Spaces within

“Unix doesn’t works properly with filenames with spaces”. This assertion from a coworker of mine prompted my harsh reply: “Unix works perfectly with spaces, it’s just programmer sloppiness that prevents it from properly handling blanks”. I was true (as always, I would humbly add) but my pal wasn’t completely wrong, at least when talking about the specific subpart of Unix named shell. Although far superior than MS-DOS batch shell (that’s about the same command line you find in Windows) I bet it originated in more or less the same way – a core with functionalities clustered over during time in response of new needs or new opportunities.
Unix shell (be it bash, ksh, zsh or fish) is nowadays a powerful programming tool allowing the programmer to craft rather complex artifacts. This scope is for sure much broader than the one envisioned by first developers, and this turns out in multiple ways to do the same thing, different ways to do similar things and cryptic ways to do simple things.
The Unix command line conception dates nearly 40 years back in time!

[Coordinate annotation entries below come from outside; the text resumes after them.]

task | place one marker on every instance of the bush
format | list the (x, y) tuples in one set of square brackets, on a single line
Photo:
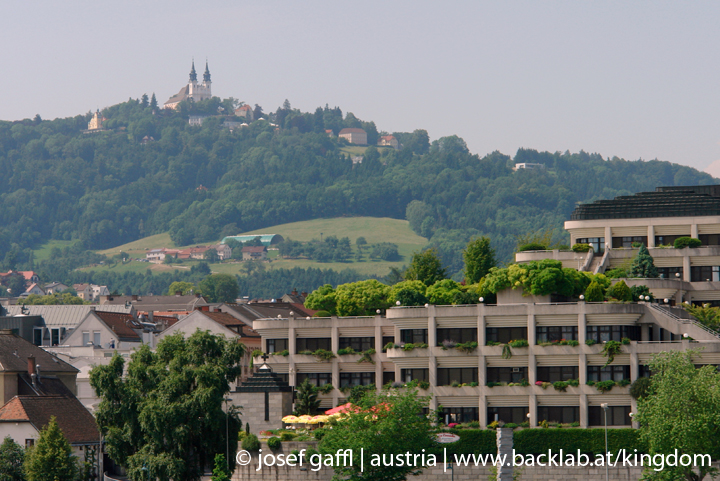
[(251, 443), (581, 248), (683, 242), (274, 443), (532, 247)]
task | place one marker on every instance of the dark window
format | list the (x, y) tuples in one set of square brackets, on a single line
[(705, 273), (515, 415), (312, 344), (357, 343), (357, 378), (616, 416), (670, 272), (414, 336), (557, 373), (407, 375), (559, 414), (464, 334), (555, 333), (613, 333), (460, 415), (315, 378), (598, 243), (277, 345), (506, 374), (504, 335), (463, 375), (710, 239), (609, 373), (628, 241)]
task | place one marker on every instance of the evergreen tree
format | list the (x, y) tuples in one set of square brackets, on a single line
[(479, 258), (12, 456), (426, 267), (52, 457), (307, 401), (643, 265), (594, 293)]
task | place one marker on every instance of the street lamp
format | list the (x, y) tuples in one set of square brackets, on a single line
[(607, 461), (227, 435)]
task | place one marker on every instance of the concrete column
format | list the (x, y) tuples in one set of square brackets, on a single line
[(634, 366), (532, 409), (583, 411), (651, 236), (505, 448)]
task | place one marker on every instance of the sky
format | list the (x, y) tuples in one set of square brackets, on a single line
[(632, 79)]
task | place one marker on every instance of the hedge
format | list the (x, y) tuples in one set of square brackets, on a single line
[(538, 441)]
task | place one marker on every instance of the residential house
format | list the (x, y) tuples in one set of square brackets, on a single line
[(389, 141), (254, 253), (246, 112), (55, 288), (354, 135)]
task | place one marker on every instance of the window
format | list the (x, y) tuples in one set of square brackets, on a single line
[(414, 336), (277, 345), (670, 272), (54, 337), (597, 243), (613, 333), (37, 336), (506, 374), (315, 378), (555, 333), (504, 335), (559, 414), (463, 375), (459, 415), (407, 375), (465, 334), (609, 373), (357, 378), (619, 242), (515, 415), (357, 343), (312, 344), (705, 273), (557, 373), (617, 416)]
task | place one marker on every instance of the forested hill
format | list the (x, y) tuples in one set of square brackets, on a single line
[(200, 183)]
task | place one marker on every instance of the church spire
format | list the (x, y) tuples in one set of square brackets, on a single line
[(206, 75), (193, 74)]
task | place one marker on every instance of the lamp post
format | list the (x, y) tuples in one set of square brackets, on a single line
[(607, 461)]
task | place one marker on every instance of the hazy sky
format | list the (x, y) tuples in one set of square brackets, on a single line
[(631, 79)]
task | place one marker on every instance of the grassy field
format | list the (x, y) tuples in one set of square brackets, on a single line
[(373, 229)]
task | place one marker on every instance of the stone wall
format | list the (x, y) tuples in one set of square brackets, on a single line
[(305, 473)]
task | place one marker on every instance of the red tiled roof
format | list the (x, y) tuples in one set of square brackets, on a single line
[(75, 421)]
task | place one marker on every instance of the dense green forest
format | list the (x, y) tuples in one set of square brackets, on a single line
[(203, 182)]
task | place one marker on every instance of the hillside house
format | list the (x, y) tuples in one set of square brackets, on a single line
[(254, 253), (389, 141), (354, 135)]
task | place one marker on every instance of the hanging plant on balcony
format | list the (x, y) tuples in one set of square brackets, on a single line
[(610, 350)]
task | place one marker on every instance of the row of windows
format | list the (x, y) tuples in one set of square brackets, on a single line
[(616, 415)]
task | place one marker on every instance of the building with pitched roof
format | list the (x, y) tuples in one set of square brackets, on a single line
[(194, 91)]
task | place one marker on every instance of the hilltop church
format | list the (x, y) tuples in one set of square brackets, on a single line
[(194, 90)]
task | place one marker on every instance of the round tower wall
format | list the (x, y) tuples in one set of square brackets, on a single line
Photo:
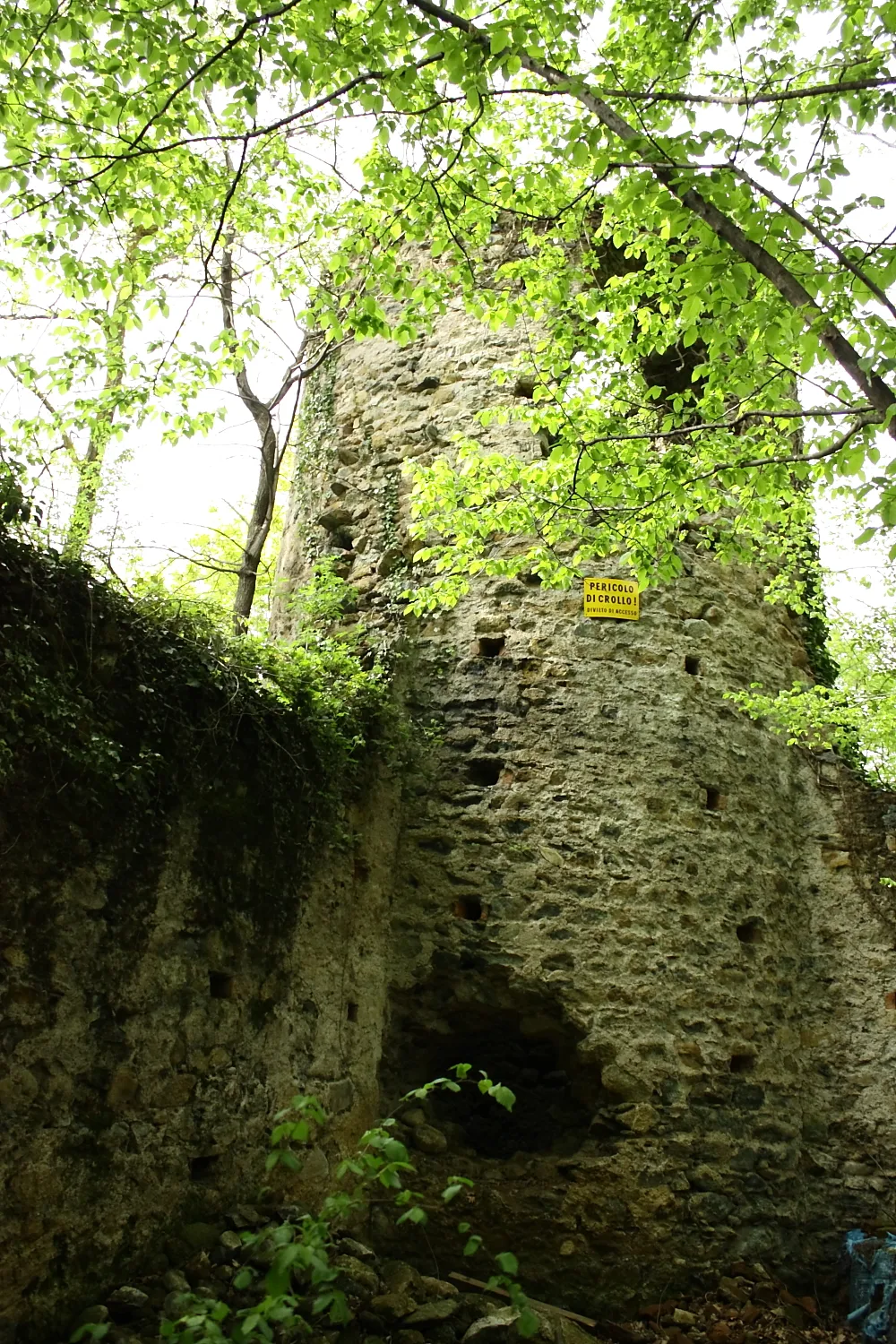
[(616, 894)]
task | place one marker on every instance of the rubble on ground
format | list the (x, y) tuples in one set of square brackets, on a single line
[(392, 1303)]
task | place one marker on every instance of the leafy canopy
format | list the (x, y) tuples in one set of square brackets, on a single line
[(710, 333)]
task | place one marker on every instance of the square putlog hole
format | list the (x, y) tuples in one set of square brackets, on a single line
[(485, 771), (204, 1168), (469, 908), (490, 645)]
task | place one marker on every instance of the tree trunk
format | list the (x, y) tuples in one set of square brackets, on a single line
[(260, 521), (90, 465)]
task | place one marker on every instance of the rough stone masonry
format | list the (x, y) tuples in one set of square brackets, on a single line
[(641, 910)]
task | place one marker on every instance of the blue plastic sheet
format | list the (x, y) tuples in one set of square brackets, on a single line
[(872, 1284)]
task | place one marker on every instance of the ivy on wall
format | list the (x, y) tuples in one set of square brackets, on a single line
[(116, 711)]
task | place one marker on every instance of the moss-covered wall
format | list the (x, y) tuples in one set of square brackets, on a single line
[(191, 895)]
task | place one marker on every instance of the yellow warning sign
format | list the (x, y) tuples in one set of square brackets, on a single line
[(611, 597)]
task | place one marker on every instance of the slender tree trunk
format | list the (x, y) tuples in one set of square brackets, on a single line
[(90, 465), (263, 513)]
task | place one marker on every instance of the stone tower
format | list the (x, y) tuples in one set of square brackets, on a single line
[(642, 911)]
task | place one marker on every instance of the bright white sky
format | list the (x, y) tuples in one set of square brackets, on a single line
[(166, 494)]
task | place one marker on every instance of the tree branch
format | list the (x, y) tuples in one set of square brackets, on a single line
[(788, 285)]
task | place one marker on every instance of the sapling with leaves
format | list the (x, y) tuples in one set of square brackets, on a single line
[(300, 1249)]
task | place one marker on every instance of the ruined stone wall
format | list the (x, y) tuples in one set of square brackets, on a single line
[(148, 1037), (629, 902), (194, 876)]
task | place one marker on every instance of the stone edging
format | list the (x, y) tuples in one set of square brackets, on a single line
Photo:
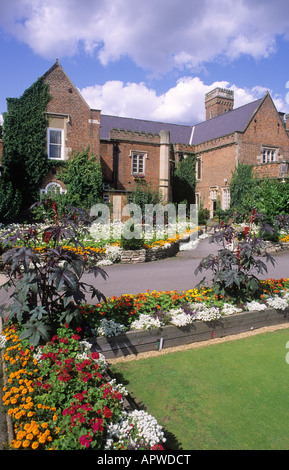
[(135, 342)]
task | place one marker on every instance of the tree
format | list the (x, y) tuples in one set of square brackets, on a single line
[(25, 160), (82, 176), (241, 189), (184, 181)]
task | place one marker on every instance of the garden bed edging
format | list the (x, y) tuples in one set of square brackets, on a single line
[(134, 342)]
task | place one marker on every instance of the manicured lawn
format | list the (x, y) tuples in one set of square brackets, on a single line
[(233, 395)]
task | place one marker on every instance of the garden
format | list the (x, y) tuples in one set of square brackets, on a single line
[(58, 394)]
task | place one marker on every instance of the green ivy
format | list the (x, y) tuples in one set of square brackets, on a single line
[(82, 176), (241, 189), (184, 180), (25, 160)]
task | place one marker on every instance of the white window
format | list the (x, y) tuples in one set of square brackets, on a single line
[(138, 163), (269, 155), (225, 198), (198, 169), (55, 144), (53, 189)]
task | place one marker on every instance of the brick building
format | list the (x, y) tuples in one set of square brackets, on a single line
[(131, 149)]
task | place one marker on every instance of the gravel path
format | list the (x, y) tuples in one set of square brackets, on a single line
[(200, 344)]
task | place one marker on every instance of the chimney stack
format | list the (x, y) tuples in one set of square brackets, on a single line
[(218, 101)]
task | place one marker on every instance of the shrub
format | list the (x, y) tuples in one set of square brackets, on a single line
[(236, 266), (47, 285), (132, 237)]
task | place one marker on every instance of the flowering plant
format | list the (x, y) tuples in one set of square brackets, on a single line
[(47, 287), (237, 264), (58, 397)]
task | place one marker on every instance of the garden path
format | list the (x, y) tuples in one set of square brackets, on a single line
[(175, 273)]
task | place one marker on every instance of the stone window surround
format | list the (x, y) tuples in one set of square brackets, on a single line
[(269, 148), (50, 185), (138, 153)]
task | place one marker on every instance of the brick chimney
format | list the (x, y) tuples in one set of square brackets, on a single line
[(287, 122), (218, 101)]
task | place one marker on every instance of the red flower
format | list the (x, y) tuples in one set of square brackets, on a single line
[(107, 412), (76, 337)]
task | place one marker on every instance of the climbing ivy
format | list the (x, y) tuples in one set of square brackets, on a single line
[(184, 180), (82, 176), (25, 160)]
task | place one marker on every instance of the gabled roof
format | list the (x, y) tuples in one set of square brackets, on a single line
[(227, 123), (233, 121), (178, 133)]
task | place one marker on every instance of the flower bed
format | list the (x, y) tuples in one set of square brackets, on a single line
[(105, 243), (162, 337), (58, 398)]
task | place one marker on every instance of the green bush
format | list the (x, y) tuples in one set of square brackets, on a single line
[(129, 242)]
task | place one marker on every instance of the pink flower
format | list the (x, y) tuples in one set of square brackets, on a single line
[(85, 440)]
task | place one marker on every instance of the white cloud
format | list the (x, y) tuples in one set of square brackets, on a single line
[(183, 103), (157, 35)]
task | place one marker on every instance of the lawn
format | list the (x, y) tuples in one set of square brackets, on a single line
[(232, 395)]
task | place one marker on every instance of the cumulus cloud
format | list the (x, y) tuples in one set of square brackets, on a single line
[(183, 103), (158, 35)]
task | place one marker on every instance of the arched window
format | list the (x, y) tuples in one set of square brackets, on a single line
[(53, 189)]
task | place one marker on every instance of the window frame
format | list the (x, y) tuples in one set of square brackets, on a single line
[(138, 154), (49, 130), (267, 155), (226, 198), (53, 183)]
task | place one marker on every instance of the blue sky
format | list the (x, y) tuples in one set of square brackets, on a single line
[(150, 60)]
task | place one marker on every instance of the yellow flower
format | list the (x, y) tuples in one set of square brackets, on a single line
[(16, 444)]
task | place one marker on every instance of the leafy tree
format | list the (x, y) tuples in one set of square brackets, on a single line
[(82, 176), (237, 264), (184, 181), (241, 189), (46, 287), (25, 161), (143, 194)]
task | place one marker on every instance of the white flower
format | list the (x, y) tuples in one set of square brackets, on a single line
[(205, 313), (110, 328), (2, 341), (277, 302), (229, 309), (252, 306), (134, 430), (145, 322), (113, 252), (104, 262), (180, 318)]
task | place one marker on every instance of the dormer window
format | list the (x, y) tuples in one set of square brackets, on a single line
[(269, 155), (55, 144), (138, 163)]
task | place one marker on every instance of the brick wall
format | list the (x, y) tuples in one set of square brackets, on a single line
[(82, 128), (265, 130), (218, 162), (125, 143)]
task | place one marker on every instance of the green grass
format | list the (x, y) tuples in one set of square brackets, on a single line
[(233, 395)]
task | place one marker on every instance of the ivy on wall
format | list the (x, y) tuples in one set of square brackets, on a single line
[(82, 176), (25, 161), (184, 180)]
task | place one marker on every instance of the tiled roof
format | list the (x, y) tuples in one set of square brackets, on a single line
[(227, 123), (233, 121), (178, 133)]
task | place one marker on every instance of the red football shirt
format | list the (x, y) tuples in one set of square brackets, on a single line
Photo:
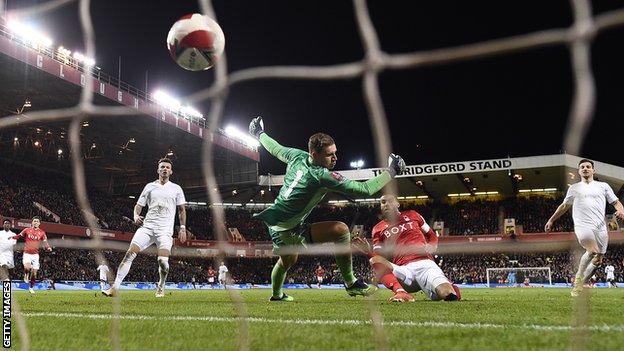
[(410, 233), (33, 237)]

Things were pretty different, but I won’t annoy you with details, just leave your imagination wild… likely it was even worse. Fish is a recent attempt to overcome most of the shell problems, but it is not widespread as bash could be. As put by a professional some time ago: emacs may have tons of neat features, but you are SURE you’ll always find vi on any Unix, while you are not certain you’ll have emacs. So better invest your learning time on vi.
Well, back to shell. What’s wrong with blanks? The main problem is that a space is a valid character in a file name and, at the same time, it is a separator for command line arguments. Back to when every single byte could make the difference, it seemed the right thing to do to have optional quotes if the filename doesn’t contain any space. So you can write:

$ ls foo/

To get the listing of directory foo, but you have to write:

$ ls "bar baz/"

if you want the listing of directory “bar baz” (or you could escape the space with a backslash). This could be boring on interactive shells, but is usually overcome by the auto-completion feature (type ‘ba’ then tab and the line gets completed with the available options, in this case: bar\ baz).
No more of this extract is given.